So it finally happened...
So I’m sitting here, writing a new newsletter titled ‘Because I have ADHD’. All of a sudden, I get writer’s block. A dark cloud of nothingness interrupted what seemed clear as day a few moments ago.
Time to switch gears.
I started this newsletter as basically a diary entry of how I felt and what I’d learned navigating a recent ADHD diagnosis in my 20s. As I’ve learned more about myself and also ADHD, I shared more here and on Twitter, Instagram, and other platforms.
It has been a great learning and sharing experiences with others. It’s also been great when so many adults thank me/my content for playing a role in them finally getting an ADHD diagnosis.
Who would’ve thought?
But then it finally happened. The internet’s ‘gotcha’ moment came.
In the ND and ADHD community, it’s quite obvious whose tweets get policed and ‘well actually’d’ vs lets all laugh and boost generic meme tweets that probably is inaccurate but funny.
I’ve seen it. You’ve seen it. We’ve all seen it.
I usually brush it off.
But recently, someone/people have taken my lighthearted tweet about delaying things for so long that it becomes an issue and there’s little time to find a solution, ending with ‘Don’t be me’ to somehow translate to Ableism, not understanding how ADHD works and somehow offend people.
I wrote a follow-up tweet recognising that procrastination, executive dysfunction, and the mental wall in my brain is the culprit. So this tweet about how I was feeling in the current moment, which recognized the reasons why I am struggling, has somehow been misinterpreted and is now plastered on Reddit and had people in my Twitter mentions being accusatory.
Many people understood the tweet, we laughed, shared nice words about hoping we don’t regret things, and others shared tips.
Why am I sharing this? Well, it wouldn’t really be a blog if it wasn’t up close and personal.
But also, my journey adulting with ADHD has been very public, and not once have I sought to diminish the struggles we face or chalk ADHD up to be this fun, quirky, and cool condition - like many creators do (and no one says anything to them).
Honestly, felt like crawling into a shell and deactivating everything - maybe a little dramatic, I know.
There are some people that may not be familiar with the content I share so they probably could only go off of my tweet and the negative comments. Fair enough.
But surprised. Maybe I’m being a little too sensitive. Or maybe I spend way too much time on Twitter and this is a sign that I need to step back. Who knows!?
Thanks for reading! You’ve been great to write to these past couple of years - I’ll keep on sharing my journey and learning here.
Tomorrow will be better.
Rach, with ADHD.
Great post Rachel. It is not easy to be so vulnerable and transparent on your journey, as this inadvertently exposes you to ignorant folx and those not intent on discourse but debate. But your presence is truly appreciated and important to those who understand and really do relate.
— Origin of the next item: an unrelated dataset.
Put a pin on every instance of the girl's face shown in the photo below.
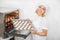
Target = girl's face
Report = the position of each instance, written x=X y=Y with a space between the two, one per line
x=41 y=10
We (as black women)are constantly othered when expressing very common and human feelings, but please don’t let the trolls stop you! I, for one of many, are rooting for you and love everything you do! 💕💕
Thanks for sharing this. I finally got a diagnosis at age 67, during COVID. I have had the notion that my brain functions differently than most people I know, and well I have had 4 successful careers (Paramedic, Professor, Physiologist, Pastor) and most of my students and parishioners knew that “Padre does things differently but we love him” since enlisting in the Air Force in 1971. Yes, getting off the SSRI to a SNRI had made a great difference for me. I am now “retired” at least chronologically, but still serving a Lutheran Parish as an Assistant Pastor for Pastoral Care....this is the perfect gig....I use my Doctor of Ministry competencies and have a great outlet for my energy and “words” (my wife’s term) but I can self regulate my schedule (except for Sunday morning, that is.....This got too long....can you relate?